Vous remarquerez que j'ai enlevé l'histoire contée par Mme Colet[41], non que je la juge absolument fausse, mais parce qu'il suffit que vous me l'ayez signalée comme telle.

Vous êtes bien aimable de causer ainsi avec moi, et j'ai beaucoup regretté l'inertie de Charpentier. C'est sa tactique. Vous avez bien fait de reprendre votre article, car je craignais fort qu'il ne passât jamais.
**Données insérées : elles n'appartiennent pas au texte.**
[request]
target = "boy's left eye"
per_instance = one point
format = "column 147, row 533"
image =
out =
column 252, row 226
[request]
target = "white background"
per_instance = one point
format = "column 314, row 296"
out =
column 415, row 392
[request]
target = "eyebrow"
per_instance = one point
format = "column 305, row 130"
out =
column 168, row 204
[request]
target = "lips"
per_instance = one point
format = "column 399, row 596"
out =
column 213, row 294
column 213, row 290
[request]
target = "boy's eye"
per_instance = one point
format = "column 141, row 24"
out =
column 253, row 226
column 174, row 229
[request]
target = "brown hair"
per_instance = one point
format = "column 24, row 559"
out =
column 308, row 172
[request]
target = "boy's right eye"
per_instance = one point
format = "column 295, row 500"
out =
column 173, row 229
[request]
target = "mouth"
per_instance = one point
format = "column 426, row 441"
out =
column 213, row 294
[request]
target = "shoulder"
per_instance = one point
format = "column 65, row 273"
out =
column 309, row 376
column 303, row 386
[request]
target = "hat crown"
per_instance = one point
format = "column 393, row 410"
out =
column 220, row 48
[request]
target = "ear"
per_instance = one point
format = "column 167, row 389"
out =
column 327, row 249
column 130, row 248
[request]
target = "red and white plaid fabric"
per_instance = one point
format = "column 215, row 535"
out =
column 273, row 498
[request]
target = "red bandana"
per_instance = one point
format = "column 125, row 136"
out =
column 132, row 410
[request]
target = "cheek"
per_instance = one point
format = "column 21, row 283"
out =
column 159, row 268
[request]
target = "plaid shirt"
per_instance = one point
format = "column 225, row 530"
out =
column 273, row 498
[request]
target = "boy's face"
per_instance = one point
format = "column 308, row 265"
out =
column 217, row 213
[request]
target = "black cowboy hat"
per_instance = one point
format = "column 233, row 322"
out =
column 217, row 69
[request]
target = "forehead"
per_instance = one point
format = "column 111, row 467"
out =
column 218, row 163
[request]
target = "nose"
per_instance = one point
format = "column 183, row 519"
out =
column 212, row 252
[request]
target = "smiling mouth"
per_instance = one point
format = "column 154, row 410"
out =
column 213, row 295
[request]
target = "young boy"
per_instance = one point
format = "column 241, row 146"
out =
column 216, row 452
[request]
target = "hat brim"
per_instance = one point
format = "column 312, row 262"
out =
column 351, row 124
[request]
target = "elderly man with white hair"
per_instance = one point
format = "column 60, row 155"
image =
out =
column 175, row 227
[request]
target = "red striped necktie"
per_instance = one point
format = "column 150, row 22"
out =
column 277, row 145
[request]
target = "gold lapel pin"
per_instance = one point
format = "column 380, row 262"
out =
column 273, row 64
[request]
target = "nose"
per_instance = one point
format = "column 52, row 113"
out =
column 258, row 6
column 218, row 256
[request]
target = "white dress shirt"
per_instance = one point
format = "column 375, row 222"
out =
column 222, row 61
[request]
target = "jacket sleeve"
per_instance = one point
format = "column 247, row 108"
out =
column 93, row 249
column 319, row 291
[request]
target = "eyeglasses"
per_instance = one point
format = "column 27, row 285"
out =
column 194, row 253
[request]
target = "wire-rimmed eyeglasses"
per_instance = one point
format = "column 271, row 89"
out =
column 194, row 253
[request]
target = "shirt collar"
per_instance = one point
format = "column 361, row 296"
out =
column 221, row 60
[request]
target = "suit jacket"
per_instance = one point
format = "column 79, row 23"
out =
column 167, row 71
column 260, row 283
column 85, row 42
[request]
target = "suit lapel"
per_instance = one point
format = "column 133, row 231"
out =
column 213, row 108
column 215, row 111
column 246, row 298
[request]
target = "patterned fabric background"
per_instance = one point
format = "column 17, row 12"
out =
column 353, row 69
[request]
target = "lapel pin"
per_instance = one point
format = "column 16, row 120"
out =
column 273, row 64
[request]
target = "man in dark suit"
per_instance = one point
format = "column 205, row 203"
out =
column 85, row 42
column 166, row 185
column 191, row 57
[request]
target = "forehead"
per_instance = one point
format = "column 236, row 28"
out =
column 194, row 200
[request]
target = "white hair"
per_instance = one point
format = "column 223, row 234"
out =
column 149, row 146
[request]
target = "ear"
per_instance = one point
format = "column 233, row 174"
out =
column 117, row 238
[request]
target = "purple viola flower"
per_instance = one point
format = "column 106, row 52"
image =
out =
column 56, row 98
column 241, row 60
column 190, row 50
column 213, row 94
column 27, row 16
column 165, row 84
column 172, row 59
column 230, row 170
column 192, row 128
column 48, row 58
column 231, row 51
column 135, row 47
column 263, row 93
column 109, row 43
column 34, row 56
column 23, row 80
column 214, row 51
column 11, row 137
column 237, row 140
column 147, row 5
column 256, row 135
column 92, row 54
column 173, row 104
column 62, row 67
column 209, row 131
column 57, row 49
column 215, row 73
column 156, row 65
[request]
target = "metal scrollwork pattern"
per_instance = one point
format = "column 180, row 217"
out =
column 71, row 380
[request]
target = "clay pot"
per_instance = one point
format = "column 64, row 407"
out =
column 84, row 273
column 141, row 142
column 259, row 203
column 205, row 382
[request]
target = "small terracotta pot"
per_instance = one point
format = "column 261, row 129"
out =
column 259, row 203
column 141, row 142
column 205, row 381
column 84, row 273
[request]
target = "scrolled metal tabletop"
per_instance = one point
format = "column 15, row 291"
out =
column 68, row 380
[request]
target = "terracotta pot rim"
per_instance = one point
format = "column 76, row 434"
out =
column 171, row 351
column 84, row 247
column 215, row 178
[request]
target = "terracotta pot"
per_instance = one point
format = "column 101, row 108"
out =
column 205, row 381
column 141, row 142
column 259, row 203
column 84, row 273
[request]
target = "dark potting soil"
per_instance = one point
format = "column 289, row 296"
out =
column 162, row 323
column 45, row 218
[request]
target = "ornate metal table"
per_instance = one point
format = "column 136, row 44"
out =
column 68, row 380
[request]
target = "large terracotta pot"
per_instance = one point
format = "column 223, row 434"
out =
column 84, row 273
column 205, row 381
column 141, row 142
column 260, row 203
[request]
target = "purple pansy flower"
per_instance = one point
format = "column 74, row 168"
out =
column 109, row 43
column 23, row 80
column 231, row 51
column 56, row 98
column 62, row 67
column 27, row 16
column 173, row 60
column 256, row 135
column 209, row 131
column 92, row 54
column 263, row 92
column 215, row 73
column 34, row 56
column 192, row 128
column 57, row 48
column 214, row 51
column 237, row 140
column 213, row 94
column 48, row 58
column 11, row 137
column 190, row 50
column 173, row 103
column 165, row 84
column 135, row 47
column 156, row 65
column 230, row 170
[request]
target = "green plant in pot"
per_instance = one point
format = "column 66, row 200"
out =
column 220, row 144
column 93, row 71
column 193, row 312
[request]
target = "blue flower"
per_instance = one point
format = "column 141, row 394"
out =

Je suis sans force, surtout dans les choses qui me concernent.

Merci encore, et bien à vous.


A J.-K. Huysmans.

Médan, 27 janvier 1882.

Mon cher ami,

J'ai lu A vau-l'eau, le soir même du jour où je l'ai reçu, et je voulais vous écrire tout de suite: mais je suis si bousculé en ce moment, que vous m'excuserez, n'est-ce pas?

C'est une étude bien curieuse et bien intense. Je regrette peut-être un peu qu'il y ait là une répétition de certaines pages de En ménage, élargie il est vrai. Seulement, l'unité, je dirai même le parti pris du sujet, lui donne une acuité toute particulière. Cela est d'une abominable cruauté dans la mélancolie.